Der Reihe nach. Zunächst sollten wir uns vergegenwärtigen, worüber wir sprechen, denn hier gerät gerne mal einiges durcheinander. So ist ein Grenzwert nicht zu verwechseln mit einem Kipppunkt: Grenzwerte sollten so definiert werden, dass wir gar nicht erst in die Nähe der Bereiche kommen, in denen die Umstände problematisch werden. Kipppunkte dagegen markieren die Schwellenwerte in einem System, bei deren Überschreitung sich das System irreversibel verändert. Oder zusammen: Grenzwerte sollten so definiert werden, dass Kipppunkte nicht erreicht werden. Und das Ziel könnte in diesem Kontext sein, immer schön unter dem Grenzwert zu bleiben.
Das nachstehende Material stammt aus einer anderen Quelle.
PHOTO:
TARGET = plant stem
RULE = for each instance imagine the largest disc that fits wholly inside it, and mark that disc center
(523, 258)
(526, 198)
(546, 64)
Das 1,5°-Ziel mag diese etwas abstrakten Zusammenhänge veranschaulichen: Im einschlägigen Sonderbericht des IPCC ist recht eindrücklich dargestellt, dass (grob vereinfacht) das Verbleiben unter diesem Erwärmungslevel für die meisten Erdsystembereiche gerade noch so erträglich ist. Darüber hinaus aber könnte, insbesondere wenn wir an eine planetare Erhitzung von 2°C und mehr denken (und wir sind ja nun mal auf dem besten Wege dorthin), das eine oder andere Element im Klimasystem bereits ins Kippen geraten. Dabei ignoriert die Klima-Community mit dem Fokus auf einen Temperaturwert keineswegs die Komplexität des Klimasystems. Der Wert scheint vielmehr ein wissenschaftlich plausibler Indikator zu sein, der noch dazu gut zu kommunizieren ist. Denn weite Teile der Bevölkerung scheinen inzwischen begriffen zu haben, dass jedes Dezimalgrad mehr auf dem Weg dorthin mehr Dürreperioden, mehr Starkregen, mehr sterbende Bäume und mehr trockene Flüsse bedeutet. Oder zumindest höhere Wahrscheinlichkeiten von alldem, um mal nicht ganz so stark zu vereinfachen.
Regenwald auf der mexikanischen Yucatan-Halbinsel
Die Komplexität von Ökosystemen (hier der Regenwald auf der mexikanischen Yucatan-Halbinsel) hält viele Herausforderungen bereit – für die Forschung wie die Kommunikation. Bild: Christian Hof

Was spricht also nun dagegen, dass die Biodiversitätsgemeinde den Klima-Kolleg:innen folgt und ebenfalls eine Zahl als Ziel definiert? Nun, mindestens zwei Gründe kommen einem da spontan in den Sinn. Zum einen ist da die Sache mit der Komplexität. Lebende Kreaturen sind schwieriger zu verstehen und vorherzusagen als klimatische Phänomene (auch wenn deren Komplexität mitnichten negiert werden sollte). Und diese Verständnis- und Vorhersageschwierigkeiten nehmen in schier atemberaubendem Maße zu, wenn es um höchst komplizierte ökologische Gebilde wie Artengemeinschaften oder Ökosysteme geht, die ihrerseits aus einer Vielzahl lebendiger Organismen bestehen. Hinzu kommen, zum zweiten, gewaltige Wissenslücken selbst bei den fundamentalsten ökologischen Daten: Nur zwei von womöglich acht oder mehr Millionen Arten von Lebewesen, die die Welt bevölkern, sind bisher beschrieben. Ganz zu schweigen von der fehlenden Erfassung ihrer Eigenschaften oder ihrer Beziehungen untereinander. Zwar hat die ökologische Forschung in den letzten Jahrzehnten gewaltige Fortschritte gemacht, doch viele Prozesse haben wir tatsächlich noch nicht final verstanden. Man stelle sich vor, die Klimaphysik wüsste noch nicht so recht um die physikalisch-chemischen Eigenschaften des Kohlenstoffs Bescheid – das würde so manche Kipppunkt-Berechnung doch erheblich erschweren.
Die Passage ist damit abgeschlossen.